Complètement touchée par ton texte Piero, cette violence, armes, tortures, à dire, à redire pour ne pas oublier, pour s’en rendre compte, qui parlent d’hier, d’aujourd’hui, de la folie des hommes et comment pouvons nous en arriver à être comme cela, si désespérés, si cruels ? Merci cher ami, bonne nuit.
@Clarence Massiani : c’est un privilège de te compter parmi les lectrices (et -teurs soyons justes) de mes textes – j’en suis honoré – d’autant que j’ai eu quelques difficultés à poster ce texte – merci à toi très chère Clarence (et bonne résidence…)

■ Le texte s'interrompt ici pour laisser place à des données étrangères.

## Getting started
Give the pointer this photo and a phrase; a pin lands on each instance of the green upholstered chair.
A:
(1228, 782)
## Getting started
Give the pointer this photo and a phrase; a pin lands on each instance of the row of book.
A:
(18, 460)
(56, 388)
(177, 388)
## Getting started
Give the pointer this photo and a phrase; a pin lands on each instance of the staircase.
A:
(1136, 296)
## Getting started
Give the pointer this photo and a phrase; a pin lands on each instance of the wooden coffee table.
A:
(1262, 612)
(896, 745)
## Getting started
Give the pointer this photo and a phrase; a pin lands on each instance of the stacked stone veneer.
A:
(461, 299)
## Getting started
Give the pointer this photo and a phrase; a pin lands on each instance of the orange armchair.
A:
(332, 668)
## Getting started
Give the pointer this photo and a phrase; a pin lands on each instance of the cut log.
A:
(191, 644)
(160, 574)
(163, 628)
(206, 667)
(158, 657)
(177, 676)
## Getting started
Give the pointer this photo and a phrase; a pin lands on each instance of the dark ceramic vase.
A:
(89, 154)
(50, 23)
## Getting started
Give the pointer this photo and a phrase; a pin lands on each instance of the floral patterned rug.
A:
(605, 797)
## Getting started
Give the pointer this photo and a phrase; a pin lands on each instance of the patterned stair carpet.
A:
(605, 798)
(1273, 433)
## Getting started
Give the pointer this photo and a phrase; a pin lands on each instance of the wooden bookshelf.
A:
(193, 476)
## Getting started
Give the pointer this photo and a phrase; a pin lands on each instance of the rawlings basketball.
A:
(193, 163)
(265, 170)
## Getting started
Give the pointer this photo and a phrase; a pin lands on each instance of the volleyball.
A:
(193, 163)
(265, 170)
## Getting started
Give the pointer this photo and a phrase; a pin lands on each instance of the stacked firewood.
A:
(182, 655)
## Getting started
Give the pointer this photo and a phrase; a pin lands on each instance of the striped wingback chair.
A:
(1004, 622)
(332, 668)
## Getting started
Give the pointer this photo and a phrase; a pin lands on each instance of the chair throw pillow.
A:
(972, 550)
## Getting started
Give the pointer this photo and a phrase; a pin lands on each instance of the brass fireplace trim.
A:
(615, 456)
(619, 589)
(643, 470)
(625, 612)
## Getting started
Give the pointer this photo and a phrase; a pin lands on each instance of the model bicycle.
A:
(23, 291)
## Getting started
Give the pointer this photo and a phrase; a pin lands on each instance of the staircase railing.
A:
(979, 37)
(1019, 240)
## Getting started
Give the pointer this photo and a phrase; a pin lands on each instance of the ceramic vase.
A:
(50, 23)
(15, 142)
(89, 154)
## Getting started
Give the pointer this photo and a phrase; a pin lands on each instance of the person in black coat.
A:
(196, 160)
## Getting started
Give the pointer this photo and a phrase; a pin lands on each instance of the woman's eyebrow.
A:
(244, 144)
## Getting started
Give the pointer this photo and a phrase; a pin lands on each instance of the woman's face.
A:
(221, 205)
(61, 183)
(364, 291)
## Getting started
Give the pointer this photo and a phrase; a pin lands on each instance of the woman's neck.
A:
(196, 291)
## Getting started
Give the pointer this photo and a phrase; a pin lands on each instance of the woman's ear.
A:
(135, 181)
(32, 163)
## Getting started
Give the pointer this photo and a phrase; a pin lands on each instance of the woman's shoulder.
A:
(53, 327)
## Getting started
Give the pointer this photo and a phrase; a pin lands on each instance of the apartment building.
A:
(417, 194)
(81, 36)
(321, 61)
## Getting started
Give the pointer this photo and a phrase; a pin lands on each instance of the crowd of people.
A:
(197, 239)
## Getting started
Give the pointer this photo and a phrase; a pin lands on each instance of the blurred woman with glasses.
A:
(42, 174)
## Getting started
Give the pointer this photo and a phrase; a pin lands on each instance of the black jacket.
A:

mauvais rêves au pluriel. texte difficile, courageux. qui trouve le moyen d’avoir les mots les plus durs et que ça passe, ça passe parce qu’on est déjà plus là, on est déjà ailleurs, on se laisse glisser au gré des sonorités, on ferait croire au jeu, mais on y revient, l’air de ne pas y toucher, on donne le prénom d’une maladie, et le nom des rues parlent elles aussi de violence, on se souvient de films, on sait ce dont on veut parler, ce qu’on veut mettre sur le tapis, on le fait, en vrac, sans mâcher le travail à personne, aussi brut que la vie l’est, l’est en ce moment. on se sent comptable. moi aussi.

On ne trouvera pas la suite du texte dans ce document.